Simultaneous diagonalization while having repeated eigenvalues

[McLaren Rulez]

Hi,

Can anyone help me prove that two commuting matrices can be simultaneously diagonalized? I can prove the case where all the eigenvalues are distinct but I'm stumped when it comes to repeated eigenvalues.

I came across this proof online but I am not sure how $$B'_{ab}=0$$ implies that B is block diagonal. Thank you.

http://www.mathematics.thetangentbundle.net/wiki/Linear_algebra/simultaneous_diagonalization_of_commuting_normal_matrices is the link for the proof.

 

[McLaren Rulez]

Okay I see the block diagonal bit but I still cannot see how to diagonalize those little blocks where all the diagonal elements are the same.
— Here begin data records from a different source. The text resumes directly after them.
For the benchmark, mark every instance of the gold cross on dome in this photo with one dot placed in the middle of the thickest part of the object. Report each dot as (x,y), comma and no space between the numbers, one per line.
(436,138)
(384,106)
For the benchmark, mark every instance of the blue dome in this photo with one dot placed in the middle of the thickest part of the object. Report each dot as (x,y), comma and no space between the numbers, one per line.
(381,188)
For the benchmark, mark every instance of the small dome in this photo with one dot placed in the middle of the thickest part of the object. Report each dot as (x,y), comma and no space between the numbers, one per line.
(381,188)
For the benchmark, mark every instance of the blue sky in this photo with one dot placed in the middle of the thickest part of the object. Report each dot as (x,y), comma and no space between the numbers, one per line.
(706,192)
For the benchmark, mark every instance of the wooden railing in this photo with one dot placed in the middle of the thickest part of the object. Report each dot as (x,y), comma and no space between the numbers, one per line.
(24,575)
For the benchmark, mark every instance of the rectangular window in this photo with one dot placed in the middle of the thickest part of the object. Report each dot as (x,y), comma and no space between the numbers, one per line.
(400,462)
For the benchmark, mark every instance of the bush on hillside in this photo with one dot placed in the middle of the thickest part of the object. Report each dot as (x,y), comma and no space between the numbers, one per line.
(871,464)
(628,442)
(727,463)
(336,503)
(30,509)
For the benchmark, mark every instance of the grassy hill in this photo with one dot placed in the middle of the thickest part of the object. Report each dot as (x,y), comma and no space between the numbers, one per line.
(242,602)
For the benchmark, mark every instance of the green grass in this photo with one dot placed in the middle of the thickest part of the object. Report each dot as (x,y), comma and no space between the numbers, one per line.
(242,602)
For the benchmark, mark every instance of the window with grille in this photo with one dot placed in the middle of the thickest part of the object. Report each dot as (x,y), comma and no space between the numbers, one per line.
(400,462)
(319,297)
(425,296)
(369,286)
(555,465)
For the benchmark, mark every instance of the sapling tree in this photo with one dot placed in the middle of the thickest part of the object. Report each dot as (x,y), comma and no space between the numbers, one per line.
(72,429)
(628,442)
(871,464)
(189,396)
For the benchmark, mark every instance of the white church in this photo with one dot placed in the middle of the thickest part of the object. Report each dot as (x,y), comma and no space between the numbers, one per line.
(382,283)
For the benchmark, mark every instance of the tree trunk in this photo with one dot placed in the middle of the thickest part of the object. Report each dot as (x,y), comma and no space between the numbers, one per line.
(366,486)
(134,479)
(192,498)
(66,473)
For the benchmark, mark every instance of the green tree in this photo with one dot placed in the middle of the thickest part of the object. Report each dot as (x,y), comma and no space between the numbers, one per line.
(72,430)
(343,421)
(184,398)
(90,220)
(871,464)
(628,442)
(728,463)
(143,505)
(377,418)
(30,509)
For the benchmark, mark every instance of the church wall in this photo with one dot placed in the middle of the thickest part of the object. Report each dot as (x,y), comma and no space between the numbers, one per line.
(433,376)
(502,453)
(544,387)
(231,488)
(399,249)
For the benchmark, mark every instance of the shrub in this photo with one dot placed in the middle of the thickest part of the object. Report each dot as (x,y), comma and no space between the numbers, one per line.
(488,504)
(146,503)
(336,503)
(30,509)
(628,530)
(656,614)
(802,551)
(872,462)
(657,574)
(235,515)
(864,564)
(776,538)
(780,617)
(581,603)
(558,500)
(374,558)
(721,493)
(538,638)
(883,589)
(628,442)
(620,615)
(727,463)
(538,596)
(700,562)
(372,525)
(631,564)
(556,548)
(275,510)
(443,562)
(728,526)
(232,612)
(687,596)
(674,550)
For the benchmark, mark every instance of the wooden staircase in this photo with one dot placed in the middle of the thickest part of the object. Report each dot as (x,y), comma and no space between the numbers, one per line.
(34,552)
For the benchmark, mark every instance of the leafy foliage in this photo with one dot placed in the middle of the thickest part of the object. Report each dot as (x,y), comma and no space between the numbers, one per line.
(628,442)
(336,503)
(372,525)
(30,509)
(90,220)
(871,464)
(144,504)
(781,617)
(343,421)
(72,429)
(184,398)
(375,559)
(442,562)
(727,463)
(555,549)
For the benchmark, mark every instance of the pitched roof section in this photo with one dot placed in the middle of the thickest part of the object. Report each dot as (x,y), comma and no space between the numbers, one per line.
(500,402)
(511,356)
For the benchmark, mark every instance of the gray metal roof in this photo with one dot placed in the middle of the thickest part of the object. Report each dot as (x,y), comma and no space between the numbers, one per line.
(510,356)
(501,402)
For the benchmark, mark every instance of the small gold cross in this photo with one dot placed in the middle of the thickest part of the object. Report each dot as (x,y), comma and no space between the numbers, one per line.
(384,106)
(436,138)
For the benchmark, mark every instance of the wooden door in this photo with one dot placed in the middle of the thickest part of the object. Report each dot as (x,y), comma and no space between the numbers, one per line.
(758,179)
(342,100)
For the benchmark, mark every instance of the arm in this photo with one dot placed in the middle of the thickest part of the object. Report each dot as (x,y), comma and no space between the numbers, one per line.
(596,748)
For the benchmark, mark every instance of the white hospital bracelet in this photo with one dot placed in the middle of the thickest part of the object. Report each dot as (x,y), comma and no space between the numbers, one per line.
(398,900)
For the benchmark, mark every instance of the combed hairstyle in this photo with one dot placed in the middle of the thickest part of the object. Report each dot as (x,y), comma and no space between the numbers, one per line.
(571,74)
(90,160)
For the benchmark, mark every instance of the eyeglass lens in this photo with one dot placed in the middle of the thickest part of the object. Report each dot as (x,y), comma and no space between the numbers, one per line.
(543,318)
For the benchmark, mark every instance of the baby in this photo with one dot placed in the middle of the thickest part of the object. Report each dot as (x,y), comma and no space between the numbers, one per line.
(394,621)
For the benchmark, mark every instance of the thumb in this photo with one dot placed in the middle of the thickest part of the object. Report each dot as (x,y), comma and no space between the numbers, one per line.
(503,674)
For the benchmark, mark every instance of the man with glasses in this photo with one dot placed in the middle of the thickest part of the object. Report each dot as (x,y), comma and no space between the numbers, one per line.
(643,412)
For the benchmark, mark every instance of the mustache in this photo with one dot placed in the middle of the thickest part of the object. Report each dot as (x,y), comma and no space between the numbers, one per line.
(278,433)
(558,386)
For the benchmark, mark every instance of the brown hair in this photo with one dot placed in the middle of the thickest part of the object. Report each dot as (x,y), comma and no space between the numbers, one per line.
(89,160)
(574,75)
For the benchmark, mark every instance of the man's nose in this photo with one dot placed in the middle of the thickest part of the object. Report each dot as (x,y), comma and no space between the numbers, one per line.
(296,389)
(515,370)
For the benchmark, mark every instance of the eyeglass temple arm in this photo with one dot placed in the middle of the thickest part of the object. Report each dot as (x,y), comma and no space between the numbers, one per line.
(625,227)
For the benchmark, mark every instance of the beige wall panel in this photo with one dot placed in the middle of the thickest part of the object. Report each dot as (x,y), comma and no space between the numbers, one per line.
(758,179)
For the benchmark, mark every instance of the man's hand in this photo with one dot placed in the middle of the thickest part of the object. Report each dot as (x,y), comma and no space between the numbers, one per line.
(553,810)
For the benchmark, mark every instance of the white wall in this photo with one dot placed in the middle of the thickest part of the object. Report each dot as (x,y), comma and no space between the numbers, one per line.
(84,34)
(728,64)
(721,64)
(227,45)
Basically, if v1 is an eigenvector of matrix P with eigenvalue a1 and we have PQ=QP, then PQ(v1) = QP(v1) = a1*Q(v1) which shows that Q(v1) is an eigenvector of P with eigenvalue a1. If the eigenvalues are distinct, then I can say that Q(v1) is proportional to v1 which makes v1 an eigenvector of Q as well. But this last step fails for repeated eigenvalues. So can anyone help me with this?

Thank you.

 

[McLaren Rulez]

Erm anybody?

 

[HallsofIvy]

First, two matrices cannot be "simultaneously diagonalized" (i.e. A and B are simultaneously diagonalizable if and only if there exist a specific matrix P such that both P^{-1}AP and P^{-1}BP are both diagonal) unless they are each diagonalizable separately. So you must assume, even though there are repeated eigenvalues, that there exist a basis consisting entirely of eigenvectors of, say, A.

 

[McLaren Rulez]

Ok let me try a concrete example. Say matrix A and B commute. Let's say A has only one eigenvalue, m. Let the eigenvectors be (1,0,0) (0,1,0) and (0,0,1). Now how do I know that each of these is also an eigenvector of B?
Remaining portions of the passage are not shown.